OS202 - johanessteven19 - Updated Weekly throughout the semester!
Security in Computer Systems.
A vital part of every computer system. Security is the measure of confidence towards maintaining the integrity of the system and the preservation of the data stored in it. Its main job is to make sure that whatever resources stored in the computer are not compromised by unauthorised influences, whether accidentally or intentionally done.
Protection in Computer Systems.
A different, separate concept from security, yet also vital to the computer system. If security is the measure of confidence, then protection is the set of mechanisms that will regulate the access of computer processes and users to the computer’s resources. It’s the gatekeeper of the computer, so to speak.
Threats against security.
Harmful attacks from the outside could be launched against programs or the computer itself. There are several techniques, such as stack and buffer overflow which gives the attackers the opportunity to slip in behind the computer’s security.
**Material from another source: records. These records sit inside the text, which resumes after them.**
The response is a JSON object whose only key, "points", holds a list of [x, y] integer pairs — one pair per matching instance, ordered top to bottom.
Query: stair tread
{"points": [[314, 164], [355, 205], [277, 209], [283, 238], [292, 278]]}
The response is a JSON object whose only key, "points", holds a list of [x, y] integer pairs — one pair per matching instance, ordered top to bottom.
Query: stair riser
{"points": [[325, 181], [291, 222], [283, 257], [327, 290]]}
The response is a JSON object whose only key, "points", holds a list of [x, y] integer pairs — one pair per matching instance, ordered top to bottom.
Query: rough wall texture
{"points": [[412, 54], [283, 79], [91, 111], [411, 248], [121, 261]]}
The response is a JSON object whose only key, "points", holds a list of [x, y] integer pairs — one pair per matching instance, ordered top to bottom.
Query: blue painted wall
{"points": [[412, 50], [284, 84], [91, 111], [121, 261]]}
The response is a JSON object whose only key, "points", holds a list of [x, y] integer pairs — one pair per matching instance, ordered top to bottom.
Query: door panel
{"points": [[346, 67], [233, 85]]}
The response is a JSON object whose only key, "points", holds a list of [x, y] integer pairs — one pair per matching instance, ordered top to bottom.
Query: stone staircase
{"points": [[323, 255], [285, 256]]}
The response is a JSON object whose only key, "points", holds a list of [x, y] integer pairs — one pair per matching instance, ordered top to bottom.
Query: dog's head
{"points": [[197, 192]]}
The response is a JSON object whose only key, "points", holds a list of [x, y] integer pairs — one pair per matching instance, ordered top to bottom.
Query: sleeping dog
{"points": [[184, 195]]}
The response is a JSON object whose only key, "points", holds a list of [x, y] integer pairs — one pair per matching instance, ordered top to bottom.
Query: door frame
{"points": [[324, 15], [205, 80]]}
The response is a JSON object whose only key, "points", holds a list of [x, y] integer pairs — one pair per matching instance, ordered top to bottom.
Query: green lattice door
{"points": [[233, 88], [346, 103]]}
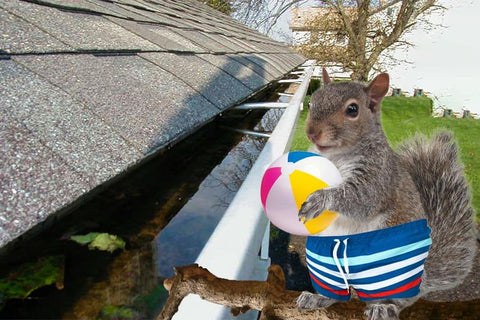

From there, the attackers can do whatever they want to the resources of the computer.
Why encryptions are important.
To protect the data stored inside of the computer, it can be encrypted behind a wall of protection. To access it, the user requires a key, which can be different based on the type of encryption used. Symmetric encryptions require a shared key, while asymmetric encryptions provide a public key and a private key. To access the encrypted data, the user needs the required key. Therefore, as long as the attacker does not find the key, the data will be safely locked away.
User authentications.
Legitimate users that access the computer through proper means will receive full service of the computer. The computer is able to differentiate legitimate users from illegitimate ones through the process of user authentication. There are many types of authentication, most of which we have encountered in the real world, from simple authentications such as entering your passwords and PIN numbers, to more advanced ones, such as fingerprint and retina scans.
Range of protection.
Protection covers both the hardwares and the softwares of the computer. The hardwares can be memory, CPU, and other I/O devices, while the softwares range from files, programs, to semaphores. To access these protected objects, the user needs a domain, which is a set of access rights. Basically, a user will execute a certain program located on a domain. The program will then be able to use the access rights in the domain to access and manipulate the objects inside. These objects are commonly secured behind a series of ‘protection rings’, which are layered on top of another. The deeper you go in the rings, the more privilege is granted to the user.
Access matrices.
Access matrices are used to show a general model of protection that provides the mechanism of protection. It is done without having a protection policy being imposed to the users. They are normally implemented to each object as an access list or a capability list to a domain.
Capability-based systems.
First introduced in early 1970s, and proved to be an interesting concept for protection theories. First two systems to incorporate this concept were named Hydra and CAP. Nowadays, we see Linux also incorporate this concept to address the limitations of the UNIX model. Linux’s capabilities will essentially categorize the powers of root into practically three areas represented by a bit in a bitmask. Each area denotes their own capabilities, which are permitted, effective, and inheritable.